Nathan Foxton's IN Color
Nathan Foxton’s title for his city gallery show, “IN Color,” is an apt descriptor for his fresh take on common and not-so-common Indianapolis scenery. When thinking about what to paint, Nathan told me he was “looking for things that catch my eye.” Nathan’s “eye” is easily discernable in this series, not only in subject matter but also in paint quality, palette, and perspective. Nathan sought out subjects that would hold his interest, and hopefully others’: “My job is to look at what’s there and reinvigorate interest and beauty, whether it’s mundane or something else.”

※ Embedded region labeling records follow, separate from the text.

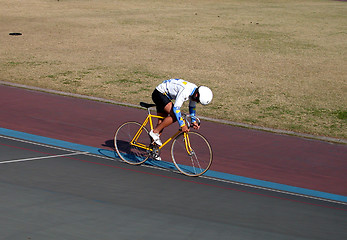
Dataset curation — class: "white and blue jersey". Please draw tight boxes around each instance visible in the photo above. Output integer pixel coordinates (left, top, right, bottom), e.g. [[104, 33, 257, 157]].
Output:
[[156, 79, 197, 127]]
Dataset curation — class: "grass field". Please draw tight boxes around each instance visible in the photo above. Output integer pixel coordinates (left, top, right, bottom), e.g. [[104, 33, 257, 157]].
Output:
[[0, 0, 347, 139]]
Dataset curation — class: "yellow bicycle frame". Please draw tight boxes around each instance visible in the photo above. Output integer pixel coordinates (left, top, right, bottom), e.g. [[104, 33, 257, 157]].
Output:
[[130, 114, 192, 154]]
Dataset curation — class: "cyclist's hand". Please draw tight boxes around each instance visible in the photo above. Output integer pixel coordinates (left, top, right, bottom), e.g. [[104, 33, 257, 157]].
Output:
[[181, 125, 189, 132], [192, 122, 200, 130]]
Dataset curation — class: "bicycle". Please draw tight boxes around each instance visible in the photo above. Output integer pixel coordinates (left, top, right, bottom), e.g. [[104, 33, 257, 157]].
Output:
[[114, 102, 213, 177]]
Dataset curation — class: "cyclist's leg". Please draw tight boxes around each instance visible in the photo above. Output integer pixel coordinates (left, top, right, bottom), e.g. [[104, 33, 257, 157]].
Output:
[[153, 102, 176, 133]]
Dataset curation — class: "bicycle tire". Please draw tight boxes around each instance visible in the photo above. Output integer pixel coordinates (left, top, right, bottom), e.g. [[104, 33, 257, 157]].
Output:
[[114, 122, 151, 165], [171, 131, 213, 177]]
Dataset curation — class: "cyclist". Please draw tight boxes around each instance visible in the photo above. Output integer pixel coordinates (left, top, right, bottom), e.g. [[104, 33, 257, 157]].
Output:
[[149, 79, 213, 145]]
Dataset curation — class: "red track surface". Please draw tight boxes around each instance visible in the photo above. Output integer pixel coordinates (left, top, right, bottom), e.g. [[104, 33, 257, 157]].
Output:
[[0, 85, 347, 196]]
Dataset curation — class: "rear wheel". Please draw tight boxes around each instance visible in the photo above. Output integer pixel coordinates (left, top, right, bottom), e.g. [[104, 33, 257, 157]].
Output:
[[171, 132, 212, 177], [114, 122, 151, 165]]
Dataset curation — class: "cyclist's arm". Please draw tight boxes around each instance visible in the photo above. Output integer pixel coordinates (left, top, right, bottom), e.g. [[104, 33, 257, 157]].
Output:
[[173, 89, 189, 128]]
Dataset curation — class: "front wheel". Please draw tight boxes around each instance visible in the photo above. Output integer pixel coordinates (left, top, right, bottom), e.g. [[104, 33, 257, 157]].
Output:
[[114, 122, 151, 165], [171, 132, 212, 177]]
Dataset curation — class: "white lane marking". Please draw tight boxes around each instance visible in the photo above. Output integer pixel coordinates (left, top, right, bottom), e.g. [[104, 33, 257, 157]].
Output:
[[0, 152, 86, 164]]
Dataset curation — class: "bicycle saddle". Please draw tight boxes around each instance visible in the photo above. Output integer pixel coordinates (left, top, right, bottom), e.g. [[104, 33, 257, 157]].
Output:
[[140, 102, 155, 108]]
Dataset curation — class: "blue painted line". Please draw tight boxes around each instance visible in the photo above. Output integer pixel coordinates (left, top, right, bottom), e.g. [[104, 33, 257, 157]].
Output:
[[0, 128, 347, 203]]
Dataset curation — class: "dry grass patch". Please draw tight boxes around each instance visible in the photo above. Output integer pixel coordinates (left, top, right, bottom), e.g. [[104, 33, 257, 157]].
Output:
[[0, 0, 347, 138]]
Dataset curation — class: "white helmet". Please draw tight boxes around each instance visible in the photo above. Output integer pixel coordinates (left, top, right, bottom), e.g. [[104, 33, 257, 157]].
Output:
[[198, 86, 213, 105]]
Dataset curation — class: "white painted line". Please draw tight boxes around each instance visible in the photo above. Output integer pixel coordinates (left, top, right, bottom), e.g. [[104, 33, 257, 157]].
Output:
[[0, 135, 74, 152], [0, 152, 86, 164]]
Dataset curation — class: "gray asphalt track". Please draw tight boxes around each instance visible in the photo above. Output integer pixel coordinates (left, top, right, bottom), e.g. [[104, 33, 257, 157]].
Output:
[[0, 136, 347, 240]]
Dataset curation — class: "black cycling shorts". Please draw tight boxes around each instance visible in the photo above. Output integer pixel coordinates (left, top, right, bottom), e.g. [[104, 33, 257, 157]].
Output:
[[152, 89, 171, 113]]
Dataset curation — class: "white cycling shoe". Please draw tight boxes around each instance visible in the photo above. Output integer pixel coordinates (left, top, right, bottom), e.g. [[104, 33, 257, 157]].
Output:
[[149, 130, 163, 146]]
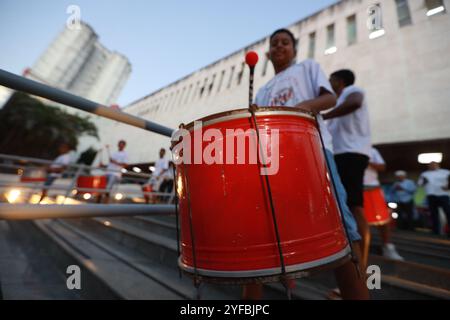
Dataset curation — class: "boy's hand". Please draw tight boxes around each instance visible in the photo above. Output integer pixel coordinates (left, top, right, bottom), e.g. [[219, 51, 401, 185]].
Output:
[[295, 102, 316, 114], [248, 104, 258, 113]]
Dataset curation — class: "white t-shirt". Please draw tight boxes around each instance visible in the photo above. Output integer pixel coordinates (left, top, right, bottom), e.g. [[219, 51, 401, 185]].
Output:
[[106, 151, 128, 178], [255, 59, 333, 151], [50, 153, 70, 178], [418, 169, 450, 196], [364, 147, 385, 187], [153, 158, 169, 177], [327, 85, 372, 157]]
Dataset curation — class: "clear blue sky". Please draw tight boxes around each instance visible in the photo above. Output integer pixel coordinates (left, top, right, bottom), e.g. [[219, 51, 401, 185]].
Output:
[[0, 0, 337, 106]]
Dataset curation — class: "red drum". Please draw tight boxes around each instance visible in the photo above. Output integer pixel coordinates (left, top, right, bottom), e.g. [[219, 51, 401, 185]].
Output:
[[142, 184, 155, 203], [173, 108, 350, 281], [77, 176, 107, 195], [364, 187, 391, 226]]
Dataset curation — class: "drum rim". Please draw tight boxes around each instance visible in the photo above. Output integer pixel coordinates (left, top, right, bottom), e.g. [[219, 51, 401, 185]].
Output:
[[178, 244, 351, 278], [178, 107, 314, 131]]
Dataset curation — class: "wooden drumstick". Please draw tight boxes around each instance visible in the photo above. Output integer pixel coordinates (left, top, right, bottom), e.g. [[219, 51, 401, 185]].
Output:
[[245, 51, 259, 106]]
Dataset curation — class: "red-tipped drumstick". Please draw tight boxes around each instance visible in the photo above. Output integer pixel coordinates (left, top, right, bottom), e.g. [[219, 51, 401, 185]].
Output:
[[245, 51, 258, 106]]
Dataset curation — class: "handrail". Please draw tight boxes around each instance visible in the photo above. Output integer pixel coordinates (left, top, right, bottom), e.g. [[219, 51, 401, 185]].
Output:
[[0, 204, 175, 220], [0, 69, 174, 137]]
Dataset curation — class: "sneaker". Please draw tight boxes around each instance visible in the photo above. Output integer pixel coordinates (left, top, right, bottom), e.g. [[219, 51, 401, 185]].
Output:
[[383, 243, 405, 261]]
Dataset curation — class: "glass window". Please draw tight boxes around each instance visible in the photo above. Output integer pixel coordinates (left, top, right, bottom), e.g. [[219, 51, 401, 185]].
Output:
[[395, 0, 411, 27], [347, 15, 357, 45], [308, 32, 316, 59], [425, 0, 445, 17]]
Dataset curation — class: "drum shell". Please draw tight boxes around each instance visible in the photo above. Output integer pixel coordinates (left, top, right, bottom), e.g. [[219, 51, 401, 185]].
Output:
[[364, 187, 391, 226], [176, 112, 349, 277]]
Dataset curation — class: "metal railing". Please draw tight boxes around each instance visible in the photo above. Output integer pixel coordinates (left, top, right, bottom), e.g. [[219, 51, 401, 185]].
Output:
[[0, 69, 176, 219], [0, 154, 174, 204]]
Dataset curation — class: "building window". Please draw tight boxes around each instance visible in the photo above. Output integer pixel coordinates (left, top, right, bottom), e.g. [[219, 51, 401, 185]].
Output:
[[262, 56, 270, 77], [395, 0, 411, 27], [237, 62, 245, 85], [184, 83, 192, 104], [227, 66, 235, 88], [192, 81, 200, 100], [308, 32, 316, 59], [208, 74, 216, 95], [200, 78, 208, 98], [325, 24, 337, 55], [347, 15, 357, 46], [425, 0, 445, 17], [367, 3, 386, 40], [217, 70, 225, 92]]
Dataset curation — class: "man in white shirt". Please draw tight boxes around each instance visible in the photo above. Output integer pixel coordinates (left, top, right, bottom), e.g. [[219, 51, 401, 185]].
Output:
[[243, 29, 369, 299], [103, 140, 128, 202], [150, 148, 169, 192], [324, 70, 372, 272], [389, 170, 417, 230], [418, 162, 450, 236], [39, 142, 72, 203], [364, 147, 404, 260]]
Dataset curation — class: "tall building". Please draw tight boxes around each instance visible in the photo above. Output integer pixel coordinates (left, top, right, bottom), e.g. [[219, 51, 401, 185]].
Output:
[[99, 0, 450, 175], [27, 23, 131, 106], [0, 22, 131, 156]]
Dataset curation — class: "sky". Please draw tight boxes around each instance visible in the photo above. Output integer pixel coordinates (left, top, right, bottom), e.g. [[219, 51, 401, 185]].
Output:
[[0, 0, 337, 107]]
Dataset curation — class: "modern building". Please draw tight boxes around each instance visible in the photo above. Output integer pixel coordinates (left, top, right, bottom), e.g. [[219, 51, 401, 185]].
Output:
[[0, 22, 131, 156], [99, 0, 450, 178], [26, 22, 131, 106]]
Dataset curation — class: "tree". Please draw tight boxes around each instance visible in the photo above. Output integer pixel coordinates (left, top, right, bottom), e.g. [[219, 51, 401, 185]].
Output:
[[0, 92, 98, 159]]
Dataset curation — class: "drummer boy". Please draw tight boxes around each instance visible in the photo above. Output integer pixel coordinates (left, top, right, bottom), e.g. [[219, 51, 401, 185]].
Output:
[[243, 29, 369, 299]]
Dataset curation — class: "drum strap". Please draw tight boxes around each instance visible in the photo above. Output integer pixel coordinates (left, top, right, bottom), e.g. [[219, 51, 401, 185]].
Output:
[[249, 105, 291, 300]]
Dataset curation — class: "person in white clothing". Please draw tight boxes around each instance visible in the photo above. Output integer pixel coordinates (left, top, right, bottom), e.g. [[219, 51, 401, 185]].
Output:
[[102, 140, 128, 202], [417, 162, 450, 237], [243, 29, 369, 299], [324, 70, 372, 270], [39, 142, 72, 203], [150, 148, 169, 192], [364, 147, 404, 260]]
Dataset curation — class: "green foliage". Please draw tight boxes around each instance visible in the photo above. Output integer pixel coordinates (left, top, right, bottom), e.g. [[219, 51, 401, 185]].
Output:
[[0, 92, 98, 159]]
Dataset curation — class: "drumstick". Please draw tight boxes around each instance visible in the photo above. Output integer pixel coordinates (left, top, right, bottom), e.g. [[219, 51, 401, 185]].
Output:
[[245, 51, 258, 106], [245, 51, 291, 300]]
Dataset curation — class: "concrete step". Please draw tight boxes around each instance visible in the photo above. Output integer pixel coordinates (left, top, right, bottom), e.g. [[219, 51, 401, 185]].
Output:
[[65, 218, 450, 299], [65, 218, 326, 299], [0, 221, 81, 300], [32, 220, 188, 300], [371, 232, 450, 269]]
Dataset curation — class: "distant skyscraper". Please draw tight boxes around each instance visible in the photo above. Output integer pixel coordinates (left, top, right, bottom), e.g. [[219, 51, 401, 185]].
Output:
[[26, 23, 131, 106]]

“IN Color” can be seen as a continuation of painterly exploration exhibited this year in his October show “The Hunt,” which depicted vibrant, color-infused, dynamic scenes often found in Baroque art. In the same way, this month Nathan floods urban scenes with color, evoking atmospheres supported by the titles he gives some these works. For example, Nathan’s painting of the Indiana World War Memorial & Museum is entitled “Glory,” an evocation produced by the stately angle at which the monument towers above the viewer as well as the pink dollop of sky emerging from just behind it, contributing an element of drama. Nathan explained, “I’m not intentionally trying to make things wild, but I do hope that the color will help people see the place anew.”
Northwest Corner: City Stage
Some of these pieces are personal, portraying a friend, “Marcia,” or objects found on a walk on the White River, “Osage Oranges.” Others are inventive ways of depicting city views, such as those painted from the perspective of each corner of the downtown square mile. Nathan explained that as he painted the square mile corners, Monet’s haystack series came to mind, particularly Monet’s use of exaggerated color to change the effect of light and mood over a consistent subject matter. “In my highest ideal, making paintings of things are a way to experience afresh the potential joy of being some place. Art can see value in a place.” Nathan’s use of color, he acknowledges, is invented or “exaggerated”, much like Monet’s work. That inventiveness, however, is Nathan’s way of helping the viewer to experience a place with new eyes.
Like “The Hunt,” “IN Color” is deeply rooted in art history. For example, the work of Impressionist Pierre Bonnard inspired Nathan’s approach to “Garfield Conservatory.” Bonnard, a supreme “colorist,” created his pictures out of “small touches of color,” Nathan explained via an excerpt from David Hornung’s book, “Color: A Workshop.” Bonnard fit together flat planes of saturated color to create objects that shimmer and flicker with an inner light. In the same way, Nathan renders plants and the pond in sheets of bright hues. The overall effect is a sense in which each area of color glows independently of the other, though not in such a way as to forsake compositional unity.